GReaT: Generating Realistic Tabular Data

Most teams working with data run into the same problem sooner or later: you need data you do not have.

Maybe you have a real dataset, but it is too small. Maybe it contains rare edge cases you cannot reproduce. Maybe it is locked behind compliance approvals that take weeks. Or maybe you simply cannot share it outside your organization.

Synthetic data offers a way out. The idea is straightforward: generate artificial data that behaves like the real thing. Not random noise, and not exact copies. Instead, you create a dataset that:

matches the statistical distributions you care about
preserves relationships between columns
does not leak actual records from production
can be generated in any quantity you need

This lets teams prototype before approvals arrive, run experiments without touching sensitive information, stress-test models on rare scenarios, and share realistic data with partners or students.

The core insight is simple: separate the usefulness of data from its sensitivity.

What is GReaT?

GReaT stands for Generation of Realistic Tabular data.
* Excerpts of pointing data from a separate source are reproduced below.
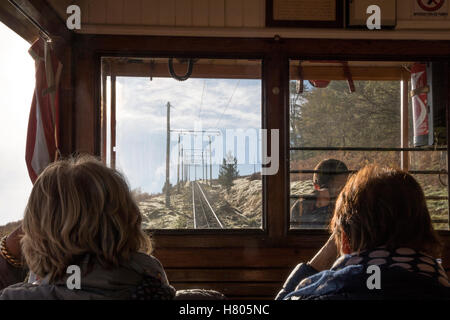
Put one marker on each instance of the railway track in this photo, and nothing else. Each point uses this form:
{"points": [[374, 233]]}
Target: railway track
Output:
{"points": [[204, 215]]}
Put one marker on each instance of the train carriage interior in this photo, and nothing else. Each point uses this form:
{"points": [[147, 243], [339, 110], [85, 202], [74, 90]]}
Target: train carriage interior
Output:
{"points": [[218, 119]]}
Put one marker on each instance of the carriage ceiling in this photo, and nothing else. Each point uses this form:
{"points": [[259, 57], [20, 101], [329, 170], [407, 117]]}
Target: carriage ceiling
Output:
{"points": [[231, 18]]}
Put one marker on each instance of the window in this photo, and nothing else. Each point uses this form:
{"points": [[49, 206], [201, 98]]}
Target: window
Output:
{"points": [[190, 147], [16, 85], [328, 121]]}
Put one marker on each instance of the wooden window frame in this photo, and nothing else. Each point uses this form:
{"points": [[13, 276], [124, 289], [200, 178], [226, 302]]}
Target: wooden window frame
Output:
{"points": [[275, 53], [377, 74]]}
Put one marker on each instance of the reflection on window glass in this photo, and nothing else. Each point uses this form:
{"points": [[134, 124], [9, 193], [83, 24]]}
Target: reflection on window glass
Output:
{"points": [[335, 132], [189, 149]]}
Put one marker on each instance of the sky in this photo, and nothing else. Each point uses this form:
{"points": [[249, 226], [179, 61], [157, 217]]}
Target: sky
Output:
{"points": [[16, 92], [198, 104]]}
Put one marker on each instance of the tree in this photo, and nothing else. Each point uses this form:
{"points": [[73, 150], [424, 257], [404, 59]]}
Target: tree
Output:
{"points": [[228, 171], [334, 117]]}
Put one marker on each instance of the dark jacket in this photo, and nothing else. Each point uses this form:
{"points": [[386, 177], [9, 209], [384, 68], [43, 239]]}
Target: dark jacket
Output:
{"points": [[349, 281], [141, 278]]}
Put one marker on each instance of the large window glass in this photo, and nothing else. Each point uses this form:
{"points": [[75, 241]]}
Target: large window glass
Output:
{"points": [[17, 81], [186, 134], [345, 115]]}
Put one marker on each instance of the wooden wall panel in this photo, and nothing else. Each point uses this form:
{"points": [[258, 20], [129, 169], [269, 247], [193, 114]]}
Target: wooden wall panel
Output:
{"points": [[200, 13], [167, 12], [234, 13], [114, 11], [84, 7], [217, 13], [150, 12], [132, 12], [252, 12], [97, 11], [183, 13]]}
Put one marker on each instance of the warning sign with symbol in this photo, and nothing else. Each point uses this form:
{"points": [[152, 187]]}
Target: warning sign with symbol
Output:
{"points": [[431, 8]]}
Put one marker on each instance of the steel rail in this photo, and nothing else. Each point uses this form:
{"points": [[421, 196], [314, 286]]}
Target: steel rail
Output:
{"points": [[209, 205]]}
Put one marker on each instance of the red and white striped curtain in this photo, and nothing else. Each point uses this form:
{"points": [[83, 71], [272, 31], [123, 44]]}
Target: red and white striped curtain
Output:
{"points": [[43, 125]]}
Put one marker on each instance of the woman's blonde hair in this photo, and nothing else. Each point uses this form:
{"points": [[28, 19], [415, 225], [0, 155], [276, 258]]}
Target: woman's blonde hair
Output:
{"points": [[77, 207]]}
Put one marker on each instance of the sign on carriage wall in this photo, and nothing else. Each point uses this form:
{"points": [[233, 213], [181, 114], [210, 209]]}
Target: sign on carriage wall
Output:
{"points": [[431, 9], [304, 13]]}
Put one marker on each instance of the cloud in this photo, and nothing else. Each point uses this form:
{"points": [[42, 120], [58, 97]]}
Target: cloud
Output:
{"points": [[141, 120]]}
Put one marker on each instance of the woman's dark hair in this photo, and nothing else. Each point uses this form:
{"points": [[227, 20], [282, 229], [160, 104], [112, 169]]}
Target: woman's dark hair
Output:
{"points": [[328, 169], [384, 207]]}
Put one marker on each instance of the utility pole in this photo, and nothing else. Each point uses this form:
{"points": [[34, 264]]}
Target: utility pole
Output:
{"points": [[210, 162], [203, 166], [178, 165], [182, 166], [168, 157]]}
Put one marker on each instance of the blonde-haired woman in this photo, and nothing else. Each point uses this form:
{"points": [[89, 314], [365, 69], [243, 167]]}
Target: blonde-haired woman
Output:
{"points": [[81, 213]]}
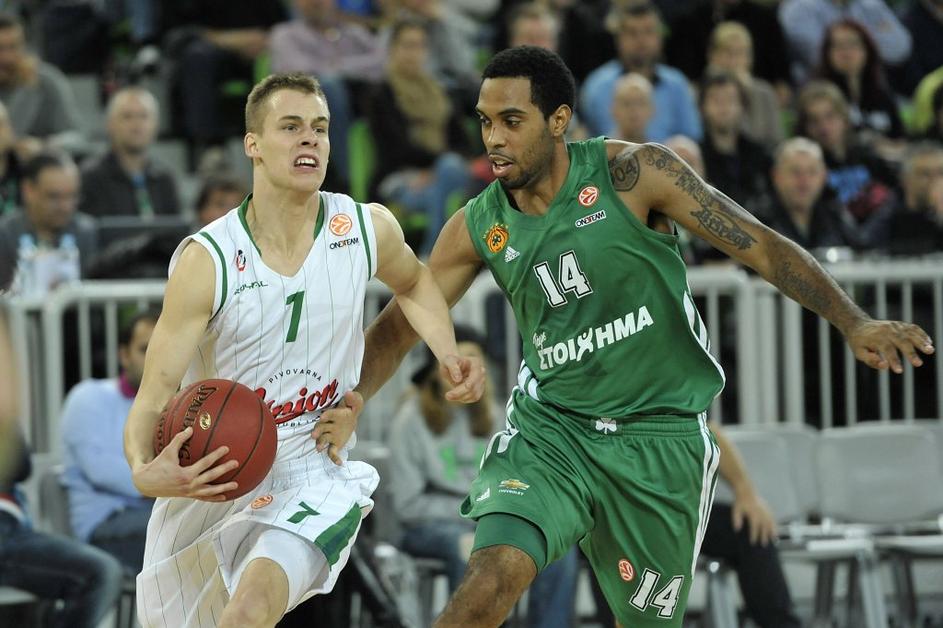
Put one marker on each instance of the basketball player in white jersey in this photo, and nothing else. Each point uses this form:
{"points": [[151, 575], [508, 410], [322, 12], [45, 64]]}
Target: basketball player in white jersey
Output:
{"points": [[271, 295]]}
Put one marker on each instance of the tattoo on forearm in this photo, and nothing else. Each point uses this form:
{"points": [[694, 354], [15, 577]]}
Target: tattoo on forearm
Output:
{"points": [[793, 284], [716, 213], [623, 168]]}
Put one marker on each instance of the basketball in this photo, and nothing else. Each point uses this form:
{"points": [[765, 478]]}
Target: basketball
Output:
{"points": [[222, 412]]}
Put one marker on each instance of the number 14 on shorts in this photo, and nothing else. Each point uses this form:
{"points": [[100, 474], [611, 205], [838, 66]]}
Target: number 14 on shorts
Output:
{"points": [[665, 600]]}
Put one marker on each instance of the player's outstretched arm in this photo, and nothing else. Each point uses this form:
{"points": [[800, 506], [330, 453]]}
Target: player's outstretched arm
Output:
{"points": [[188, 303], [390, 336], [667, 185]]}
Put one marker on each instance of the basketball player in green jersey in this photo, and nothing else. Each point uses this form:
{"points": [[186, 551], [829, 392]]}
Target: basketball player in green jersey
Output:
{"points": [[606, 444]]}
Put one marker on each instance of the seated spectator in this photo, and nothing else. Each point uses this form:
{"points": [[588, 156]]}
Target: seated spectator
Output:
{"points": [[39, 101], [126, 180], [917, 226], [693, 32], [421, 132], [106, 508], [437, 447], [83, 581], [211, 42], [10, 169], [863, 182], [48, 242], [735, 164], [636, 29], [632, 107], [731, 50], [799, 206], [342, 54], [450, 41], [850, 60], [924, 20], [146, 256], [805, 22]]}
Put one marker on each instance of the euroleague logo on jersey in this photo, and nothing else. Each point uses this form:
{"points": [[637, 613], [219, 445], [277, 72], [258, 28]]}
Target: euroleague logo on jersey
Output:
{"points": [[588, 196], [340, 224]]}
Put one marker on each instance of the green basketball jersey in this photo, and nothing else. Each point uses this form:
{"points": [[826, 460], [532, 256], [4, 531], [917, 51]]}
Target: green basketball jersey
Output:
{"points": [[602, 301]]}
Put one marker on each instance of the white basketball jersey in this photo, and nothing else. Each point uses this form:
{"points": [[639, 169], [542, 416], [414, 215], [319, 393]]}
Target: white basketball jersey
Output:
{"points": [[297, 341]]}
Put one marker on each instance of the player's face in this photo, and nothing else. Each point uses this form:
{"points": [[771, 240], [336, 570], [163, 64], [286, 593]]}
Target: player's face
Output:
{"points": [[132, 355], [515, 133], [293, 148]]}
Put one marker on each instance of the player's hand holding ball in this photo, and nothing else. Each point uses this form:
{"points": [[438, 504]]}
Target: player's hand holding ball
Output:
{"points": [[198, 428]]}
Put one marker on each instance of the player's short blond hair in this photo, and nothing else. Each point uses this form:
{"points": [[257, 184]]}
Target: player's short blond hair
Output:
{"points": [[263, 90]]}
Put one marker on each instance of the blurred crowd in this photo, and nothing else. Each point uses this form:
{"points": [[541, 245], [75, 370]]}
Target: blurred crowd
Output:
{"points": [[824, 118]]}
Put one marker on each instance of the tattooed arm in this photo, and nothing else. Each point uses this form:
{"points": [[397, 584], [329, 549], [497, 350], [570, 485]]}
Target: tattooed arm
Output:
{"points": [[653, 177]]}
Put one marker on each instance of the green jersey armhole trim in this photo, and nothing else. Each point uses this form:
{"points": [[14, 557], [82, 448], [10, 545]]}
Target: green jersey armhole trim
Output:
{"points": [[366, 241], [645, 230], [245, 225], [222, 265]]}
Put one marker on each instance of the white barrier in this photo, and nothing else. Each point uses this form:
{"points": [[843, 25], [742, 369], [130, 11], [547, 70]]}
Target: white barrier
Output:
{"points": [[767, 343]]}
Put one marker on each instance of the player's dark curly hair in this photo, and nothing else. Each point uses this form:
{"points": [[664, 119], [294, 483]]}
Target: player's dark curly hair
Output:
{"points": [[551, 82]]}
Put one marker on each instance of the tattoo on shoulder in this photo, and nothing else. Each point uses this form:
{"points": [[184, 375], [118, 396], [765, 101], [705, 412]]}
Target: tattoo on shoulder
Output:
{"points": [[623, 168], [715, 212]]}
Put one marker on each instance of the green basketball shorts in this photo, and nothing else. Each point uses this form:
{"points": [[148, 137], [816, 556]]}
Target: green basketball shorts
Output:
{"points": [[634, 493]]}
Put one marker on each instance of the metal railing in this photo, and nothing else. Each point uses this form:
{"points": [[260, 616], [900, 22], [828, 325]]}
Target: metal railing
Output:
{"points": [[782, 363]]}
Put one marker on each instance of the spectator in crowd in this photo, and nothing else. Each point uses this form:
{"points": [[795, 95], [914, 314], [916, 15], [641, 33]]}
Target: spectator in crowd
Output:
{"points": [[692, 33], [742, 534], [218, 194], [800, 206], [805, 23], [735, 164], [37, 96], [48, 241], [862, 181], [11, 170], [731, 50], [924, 21], [146, 256], [532, 24], [637, 31], [126, 180], [84, 580], [917, 225], [421, 131], [850, 60], [106, 508], [437, 447], [342, 54], [449, 36], [212, 42], [632, 107]]}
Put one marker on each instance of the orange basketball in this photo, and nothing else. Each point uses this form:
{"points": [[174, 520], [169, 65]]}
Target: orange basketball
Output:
{"points": [[222, 412]]}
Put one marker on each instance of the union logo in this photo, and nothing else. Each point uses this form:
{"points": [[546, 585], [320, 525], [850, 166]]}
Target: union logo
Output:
{"points": [[626, 570], [497, 238], [340, 224], [588, 196]]}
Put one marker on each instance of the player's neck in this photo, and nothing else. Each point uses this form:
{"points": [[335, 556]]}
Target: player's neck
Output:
{"points": [[283, 218], [535, 199]]}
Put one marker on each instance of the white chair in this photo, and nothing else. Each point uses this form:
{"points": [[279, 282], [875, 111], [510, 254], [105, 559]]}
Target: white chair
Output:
{"points": [[887, 477]]}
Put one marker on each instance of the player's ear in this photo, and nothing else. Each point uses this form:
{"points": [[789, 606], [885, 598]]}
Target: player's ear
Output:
{"points": [[560, 120], [251, 145]]}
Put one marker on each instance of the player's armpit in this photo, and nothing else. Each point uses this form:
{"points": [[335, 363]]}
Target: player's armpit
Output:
{"points": [[188, 303]]}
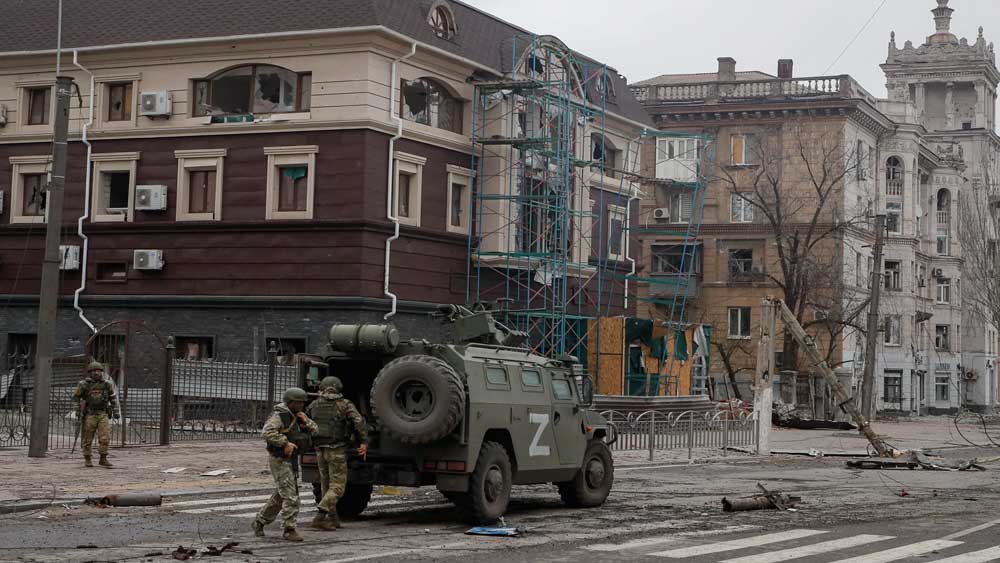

It is an open-source Python library that uses large language models (LLMs) to generate synthetic versions of your tables.

The approach is based on research published at ICLR 2023 (one of the top machine learning conferences). Today, GReaT has over 140,000 downloads, ranks in the top 10% of all packages on PyPI, and has been adopted in practice on Google’s Kaggle platform for synthetic data generation across multiple competitions. You can see the download statistics at clickpy.clickhouse.com/dashboard/be-great and browse the source code at github.com/tabularis-ai/be_great.

In practical terms, GReaT gives you three things:

Structure preserved: The model learns distributions and correlations between columns automatically
Raw data stays put: You move model checkpoints around, not customer rows
Unlimited extra data: Generate as much as you need for experiments, demos, QA, or stress tests

Quick Start

Here is the simplest way to try GReaT:

from be_great import GReaT
from sklearn.datasets import fetch_california_housing

data = fetch_california_housing(as_frame=True).frame

model = GReaT(llm='tabularisai/Qwen3-0.3B-distil', batch_size=32, epochs=5,
              fp16=True, dataloader_num_workers=4)
model.fit(data)

synthetic_data = model.sample(n_samples=100)

This trains a model on the California Housing dataset and generates 100 new synthetic rows. You can then compare distributions, train downstream models, or use the synthetic data however you need.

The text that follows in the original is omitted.